Each patrol boat has a standard ship's company of 21 personnel, with a maximum of 29. The Armidales do not have a permanently assigned ship's company; instead, they are assigned to divisions at a ratio of two vessels to three companies, which rotate through the vessels and allow the Armidales to spend more time at sea, without compromising sailors' rest time or training requirements. A 20-berth auxiliary accommodation compartment was included in the design for the transportation of soldiers, illegal fishermen, or unauthorised arrivals; in the latter two cases, the compartment could be secured from the outside. However, a malfunction in the sewerage treatment facilities aboard in August 2006 pumped hydrogen sulphide and carbon monoxide into the compartment, non-fatally poisoning four sailors working inside, after which use of the compartment for accommodation was banned across the class.

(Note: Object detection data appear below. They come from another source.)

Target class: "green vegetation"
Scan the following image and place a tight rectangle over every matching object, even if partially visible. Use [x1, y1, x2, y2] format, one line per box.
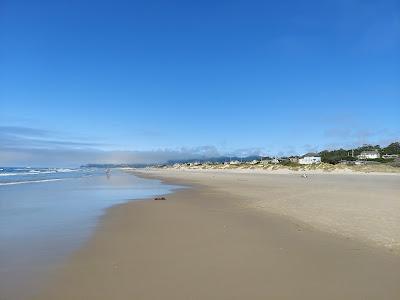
[319, 142, 400, 164]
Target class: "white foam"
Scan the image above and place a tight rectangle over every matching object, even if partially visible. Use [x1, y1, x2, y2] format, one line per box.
[0, 178, 65, 185]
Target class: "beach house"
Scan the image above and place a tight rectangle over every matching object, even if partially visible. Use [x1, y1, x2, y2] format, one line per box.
[357, 150, 381, 159]
[299, 153, 321, 165]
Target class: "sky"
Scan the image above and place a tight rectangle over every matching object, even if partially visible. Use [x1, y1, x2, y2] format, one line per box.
[0, 0, 400, 166]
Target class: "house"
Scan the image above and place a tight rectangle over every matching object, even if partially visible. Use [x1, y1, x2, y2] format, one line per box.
[299, 153, 321, 165]
[357, 150, 381, 159]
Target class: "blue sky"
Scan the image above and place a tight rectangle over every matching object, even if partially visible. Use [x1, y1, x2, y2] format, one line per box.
[0, 0, 400, 165]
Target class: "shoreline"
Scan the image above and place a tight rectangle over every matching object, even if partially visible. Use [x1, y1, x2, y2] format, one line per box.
[35, 170, 400, 300]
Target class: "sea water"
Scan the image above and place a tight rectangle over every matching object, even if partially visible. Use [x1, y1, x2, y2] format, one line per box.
[0, 168, 177, 300]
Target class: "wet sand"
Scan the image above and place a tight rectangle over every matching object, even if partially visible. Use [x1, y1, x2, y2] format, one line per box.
[36, 172, 400, 300]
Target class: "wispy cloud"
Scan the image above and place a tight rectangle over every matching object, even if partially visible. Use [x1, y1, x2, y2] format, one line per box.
[0, 126, 104, 150]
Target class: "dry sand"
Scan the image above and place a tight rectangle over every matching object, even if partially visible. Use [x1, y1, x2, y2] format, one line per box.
[36, 171, 400, 300]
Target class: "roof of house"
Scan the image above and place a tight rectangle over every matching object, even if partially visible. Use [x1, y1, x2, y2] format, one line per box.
[361, 150, 379, 154]
[303, 152, 320, 157]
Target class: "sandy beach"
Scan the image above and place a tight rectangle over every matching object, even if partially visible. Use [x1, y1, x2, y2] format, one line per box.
[32, 171, 400, 299]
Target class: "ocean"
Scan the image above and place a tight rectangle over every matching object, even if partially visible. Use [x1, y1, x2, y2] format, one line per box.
[0, 167, 177, 299]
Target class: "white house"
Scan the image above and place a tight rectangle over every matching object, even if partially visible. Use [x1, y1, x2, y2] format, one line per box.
[299, 153, 321, 165]
[357, 150, 381, 159]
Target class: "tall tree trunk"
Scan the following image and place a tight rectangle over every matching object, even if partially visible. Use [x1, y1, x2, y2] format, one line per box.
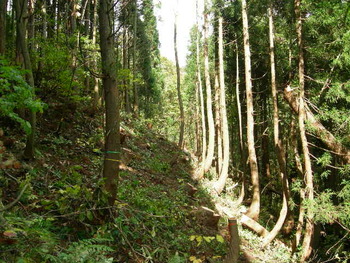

Pirie was constructed by Austal at their shipyard in Henderson, Western Australia. She was commissioned into the RAN in her namesake city on 15 July 2006.

==Operational history==
Pirie is assigned to Assail Division, is based in Darwin and performs border protection and fisheries protection patrols.

In 2006, the patrol boat was involved in unmanned aerial vehicle trials at Port Hedland, South Australia. In November, Pirie was formally assigned to border protection operations under Operation Resolute.

During 2008, Pirie participated in Exercise Singaroo with Australian and Singaporean vessels.

She attended the 2009 Chinese International Fleet Review.

During 2010, the vessel attended the Timor Fleet Review, then participated in that year's Exercise Cassowary, along with Australian and Indonesian units. Pirie was one of the ships that responded when a Suspected Illegal Entry Vessel carrying asylum seekers ran aground and sank off Christmas Island on 15 December 2010.

The vessel was decommissioned in Darwin on 26 March 2021.